Around the Atlantic Ocean, a storm of another kind is blowing. A combination of deleveraging and mountains of debt has nearly killed effective demand in Western economies. These troubled countries now look at emerging countries such as India, where consumption has been fuelling growth, as models of stability.
Last week, the United Nations Conference on Trade and Development (Unctad) released its Trade and Development Report for 2011. This report made much of the increase in real wages as a source of growth in many emerging economies as a pillar of strength. In India, for example, real wages grew 8% in 2008 after a 0.6% contraction in 2007. From 2001-2005, real wages grew by a mediocre 2.6%. This has been linked by others as being due, in part at least, to the implementation of the Mahatma Gandhi National Rural Employment Guarantee Scheme (MGNREGS).
Recent data also points to evidence that across states, rural wages have grown in double digits—at a rate significantly more than the Consumer Price Index (CPI) for agricultural labourers. Something similar is playing out in urban areas.

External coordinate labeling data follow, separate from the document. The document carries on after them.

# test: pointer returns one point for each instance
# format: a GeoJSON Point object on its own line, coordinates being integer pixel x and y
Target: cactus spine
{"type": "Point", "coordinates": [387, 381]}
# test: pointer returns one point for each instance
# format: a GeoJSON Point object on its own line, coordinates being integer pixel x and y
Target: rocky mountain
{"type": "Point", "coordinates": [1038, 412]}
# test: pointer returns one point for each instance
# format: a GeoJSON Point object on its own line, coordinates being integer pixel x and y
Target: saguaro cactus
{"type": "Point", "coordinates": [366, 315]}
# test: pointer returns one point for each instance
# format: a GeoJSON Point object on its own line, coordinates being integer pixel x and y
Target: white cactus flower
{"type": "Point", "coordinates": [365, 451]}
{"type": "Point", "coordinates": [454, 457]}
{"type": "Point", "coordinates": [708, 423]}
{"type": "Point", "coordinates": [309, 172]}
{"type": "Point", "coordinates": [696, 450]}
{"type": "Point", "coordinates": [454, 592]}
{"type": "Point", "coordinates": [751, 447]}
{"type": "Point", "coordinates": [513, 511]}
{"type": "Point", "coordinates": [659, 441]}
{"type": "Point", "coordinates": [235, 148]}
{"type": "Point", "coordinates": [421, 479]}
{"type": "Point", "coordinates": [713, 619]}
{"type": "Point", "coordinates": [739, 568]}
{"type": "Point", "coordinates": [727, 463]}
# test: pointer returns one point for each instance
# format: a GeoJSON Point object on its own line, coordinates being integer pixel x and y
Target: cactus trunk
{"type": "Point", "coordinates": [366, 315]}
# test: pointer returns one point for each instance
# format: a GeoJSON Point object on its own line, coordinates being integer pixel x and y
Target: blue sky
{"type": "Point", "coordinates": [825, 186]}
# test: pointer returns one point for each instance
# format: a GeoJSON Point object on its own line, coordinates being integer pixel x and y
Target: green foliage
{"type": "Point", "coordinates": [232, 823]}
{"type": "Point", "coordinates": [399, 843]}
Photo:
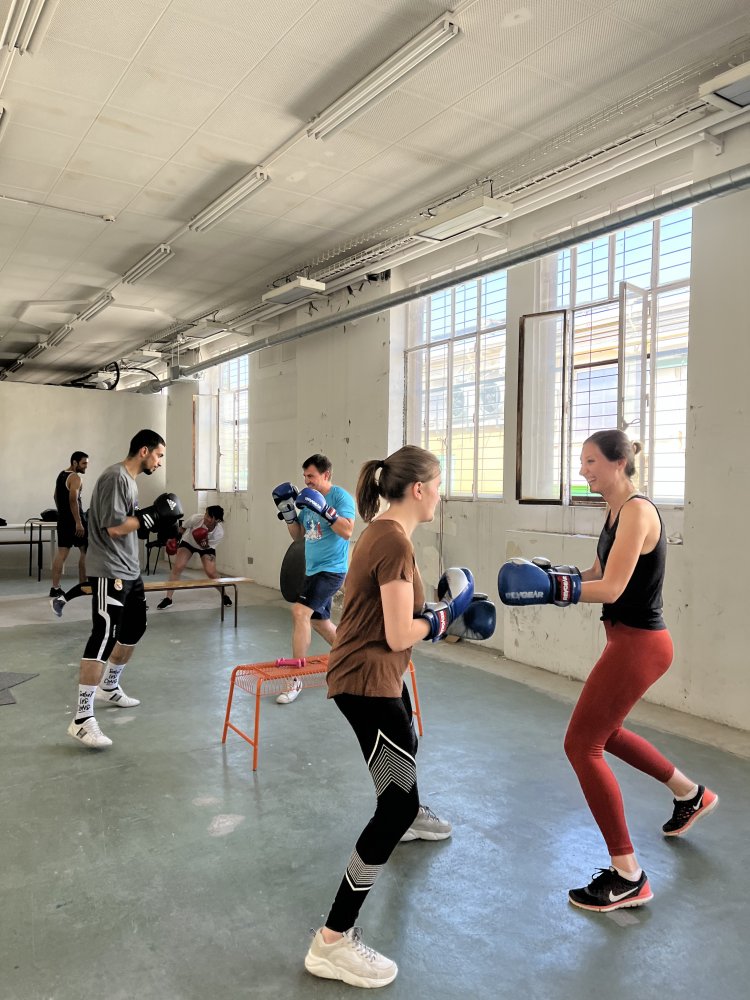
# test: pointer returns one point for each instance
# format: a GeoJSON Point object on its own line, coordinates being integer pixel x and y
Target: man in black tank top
{"type": "Point", "coordinates": [71, 521]}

There are two ways to look at these developments. Wearing a “western lens” one can say there is wisdom in spurring real wage growth—something that slowed a long time ago, it is claimed, in western economies. After all, if real wages don’t grow, a major engine of growth—consumption—risks collapse. This is, of course, an argument that has a long tradition among economists—from Keynes to Axel Leijonhufvud. Wear an “Indian lens”, and a different perspective emerges. Real wage growth may have a different source. In a supply constrained economy, wages outpacing price increases indicate a wage-price spiral rather than a signifier of healthy growth.

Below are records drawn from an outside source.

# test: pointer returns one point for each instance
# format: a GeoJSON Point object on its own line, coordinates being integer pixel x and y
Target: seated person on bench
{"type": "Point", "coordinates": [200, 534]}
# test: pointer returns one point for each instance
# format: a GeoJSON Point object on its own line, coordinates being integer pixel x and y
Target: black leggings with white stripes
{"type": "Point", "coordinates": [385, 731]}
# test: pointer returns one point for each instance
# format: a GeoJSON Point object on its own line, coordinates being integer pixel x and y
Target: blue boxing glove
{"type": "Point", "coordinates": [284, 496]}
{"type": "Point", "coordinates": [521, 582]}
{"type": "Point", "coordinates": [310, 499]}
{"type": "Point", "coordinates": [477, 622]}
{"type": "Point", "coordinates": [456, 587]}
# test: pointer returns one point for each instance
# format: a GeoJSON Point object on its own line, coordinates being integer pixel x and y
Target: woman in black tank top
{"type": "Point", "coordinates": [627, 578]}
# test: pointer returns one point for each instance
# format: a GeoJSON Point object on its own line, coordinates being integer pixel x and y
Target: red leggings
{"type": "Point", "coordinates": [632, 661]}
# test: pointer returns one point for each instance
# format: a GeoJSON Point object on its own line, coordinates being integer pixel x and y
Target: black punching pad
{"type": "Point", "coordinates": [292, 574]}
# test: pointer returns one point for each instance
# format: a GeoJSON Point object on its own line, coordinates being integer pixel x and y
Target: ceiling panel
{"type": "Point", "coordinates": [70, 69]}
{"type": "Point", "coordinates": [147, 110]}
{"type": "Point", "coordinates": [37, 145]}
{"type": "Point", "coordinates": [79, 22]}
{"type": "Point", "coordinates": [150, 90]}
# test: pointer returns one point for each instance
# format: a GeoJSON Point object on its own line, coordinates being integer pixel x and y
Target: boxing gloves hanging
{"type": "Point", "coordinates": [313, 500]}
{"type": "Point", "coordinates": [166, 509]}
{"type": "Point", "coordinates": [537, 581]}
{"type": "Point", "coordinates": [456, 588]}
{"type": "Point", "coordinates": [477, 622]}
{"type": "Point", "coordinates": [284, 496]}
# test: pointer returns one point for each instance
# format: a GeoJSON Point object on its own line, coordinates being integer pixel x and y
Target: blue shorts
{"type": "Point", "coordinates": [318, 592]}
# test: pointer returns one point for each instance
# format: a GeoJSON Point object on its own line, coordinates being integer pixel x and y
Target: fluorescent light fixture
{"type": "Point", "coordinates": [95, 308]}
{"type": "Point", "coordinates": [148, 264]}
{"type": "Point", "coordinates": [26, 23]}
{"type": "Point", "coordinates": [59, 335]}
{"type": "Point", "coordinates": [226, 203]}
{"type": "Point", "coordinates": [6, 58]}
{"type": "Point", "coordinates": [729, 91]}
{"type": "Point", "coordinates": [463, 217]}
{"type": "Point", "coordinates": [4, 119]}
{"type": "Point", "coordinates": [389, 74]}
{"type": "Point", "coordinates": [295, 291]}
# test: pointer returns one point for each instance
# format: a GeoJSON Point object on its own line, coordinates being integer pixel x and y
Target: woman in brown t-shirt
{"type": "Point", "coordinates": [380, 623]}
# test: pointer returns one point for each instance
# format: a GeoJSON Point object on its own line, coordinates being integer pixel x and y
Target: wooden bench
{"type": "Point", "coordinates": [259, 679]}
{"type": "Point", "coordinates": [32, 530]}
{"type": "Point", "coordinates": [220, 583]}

In addition, the effects of distortions in the labour market may also be responsible for mismatches between supply and demand of labour leading to higher wages. Again, these are not signs of growth but more of distortions created by policy interventions.
Were it not for the presence of a very visible inflationary gap in the Indian economy—it is widely held that the potential growth rate is around 8%—one could have even held up programmes such as the MGNREGS as a source of strength. Sans inflation, they could very well be an insurance policy in a world that is on the brink of another recession. That, as was pointed out years ago, is not the case.